I
Se despertó temblando, empapado en sudor. La noche había sido calurosa, pero el día amaneció nublado, enfriando el sudor sobre su piel. La luz gris se filtraba por las rendijas de la persiana, empenumbrando el desorden del cuarto. Se levantó, se desnudó y se duchó. Hizo café. El reloj marcaba más de las doce. Toda la mañana perdida. Suspiró y volvió al cuarto, sin afeitarse ni peinarse, todavía con el albornoz puesto. Otro día de trabajo por delante.
II
Lo más duro del trabajo era encajar todas las piezas.
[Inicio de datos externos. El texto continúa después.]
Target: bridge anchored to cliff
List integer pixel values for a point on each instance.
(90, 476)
Comprar no le importaba, era un trabajo sencillo, sólo tenía que elegir lo que le gustara. El problema era cuando no todo lo que le gustaba encajaba. Entonces tenía que hacer concesiones. A la larga , las concesiones no lo eran tanto, sino un descubrimiento progresivo de lo que en realidad iba buscando, un algoritmo de aproximación para un problema que parecía irresoluble. De ahí las largas horas en el cuarto, ya taller más que otra cosa. De ahí también el descuido del pequeño salón, lleno de polvo de meses. De ahí, por supuesto, las otras dos habitaciones que daban al pasillo, convertidas en almacén y en depósito de los intentos fallidos (que los había). Esa tarde se sentía más cerca que nunca del éxito, mientras colocaba la penúltima pieza de su obra, comprada (como todas) al dueño de alguna antigua galería comercial. La última pieza, en realidad la primera en ser elegida, encajó suavemente en su lugar, sin fisuras de ningún tipo. Al fin había creado su modelo de perfección. El maniquí le miraba sin verle con sus ojos inexpresivos.
III
Esa noche le fue imposible dormir. Primero fue la emoción, mezclada con la icredulidad, de haber terminado su trabajo. Había tardado dos horas en dejar de contemplar su creación, maravillado por su perfecta armonía. Su estado de hipnosis remitió cuando se dio cuenta de todo lo que le quedaba por hacer. A la mañana siguiente tendría que tirar todas las piezas sueltas y los maniquíes incompletos de los otros cuartos a algún contenedor de escombros. En cualquier caso, eso era puro trabajo mecánico. Lo que le atacó cuando al fin se metió en la cama fue el miedo. Había invertido meses de su vida en crear un patrón para la mujer perfecta, su ideal femenino. Hasta el final no se había dado cuenta de que en realidad no encontraría ese patrón en ninguna mujer real. Sudando a mares, se giró en la cama, dándole la espalda al maniquí, asustado de lo que había llegado a significar.
Ya no supo qué creer cuando sintió cómo un cuerpo cálido se introducía entre las sábanas junto al suyo. Se giró y abrazó a la mujer. El soporte del maniquí les contemplaba desde la esquina de la habitación.